AliasMatch ^/.well-known/acme-challenge/(.*)$ /var/www/html/.well-known/acme-challenge/$1
SSLStrictSNIVHostCheck off
# I run Wordpress [grudgingly] out of the wp directory.
# I keep a few host-specific files under /var/www/html.
<VirtualHost 198.51.100.57:80>
ServerName example.com
DocumentRoot /var/www/html/wp
ServerAdmin goaway@example.com
ErrorLog logs/example.com-error_log
LogLevel alert rewrite:trace3
TransferLog logs/example.com-access_log
</VirtualHost>
<VirtualHost 198.51.100.57:443>
DocumentRoot "/var/www/html/wp"
ServerName example.com:443
ErrorLog logs/example.com-ssl_error_log
TransferLog logs/example.com-ssl_access_log
LogLevel warn
SSLEngine on
SSLProtocol all -SSLv2 -SSLv3
SSLCipherSuite HIGH:3DES:!aNULL:!MD5:!SEED:!IDEA
SSLCertificateFile /etc/letsencrypt/live/example.com/fullchain.pem
SSLCertificateKeyFile /etc/letsencrypt/live/example.com/privkey.pem
</VirtualHost>
The AliasMatch directive will map the ACME validation path to each domain that Apache serves.
So as long as Apache or Wordpress is configured to respond against that domain name (eg, with the domain mapping entry already applied to a given Wordpress site), it will match all URL paths of the form ".well-known/acme-challenge" to whatever domain is being requested.
When it's time to run certbot, use something like this:
certbot certonly --webroot -w /var/www/html --cert-name example.com \
-d example.com -d www.example.com \
-d example2.com -d www.example2.com \
-d example3.com -d www.example3.com --dry-run
I spread this across four lines for readability, but this is entered as one line.
- The certonly directive tells certbot not to mess with our web server config.

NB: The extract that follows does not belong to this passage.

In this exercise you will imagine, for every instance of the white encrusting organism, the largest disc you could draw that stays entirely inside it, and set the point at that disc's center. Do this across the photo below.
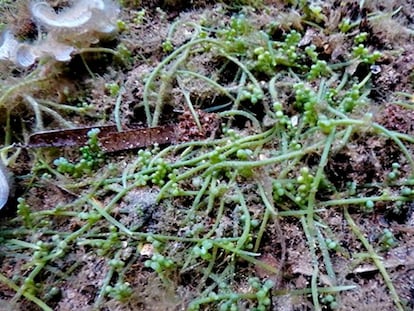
(61, 33)
(8, 46)
(97, 15)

- --webroot means use the webroot challenge, not DN
- -w tells us the main webroot where it can find the /.well-known directory to write the challenge files.
- --cert-name is the primary cert for the wordpress multisite. Here, it's example.com.
- -d [domain] adds the domain(s) to the certificate.
- --dry-run uses EFF's test servers, rather than slamming their production servers with failed requests causing them to rate-limit you to prevent a denial-of-service attack.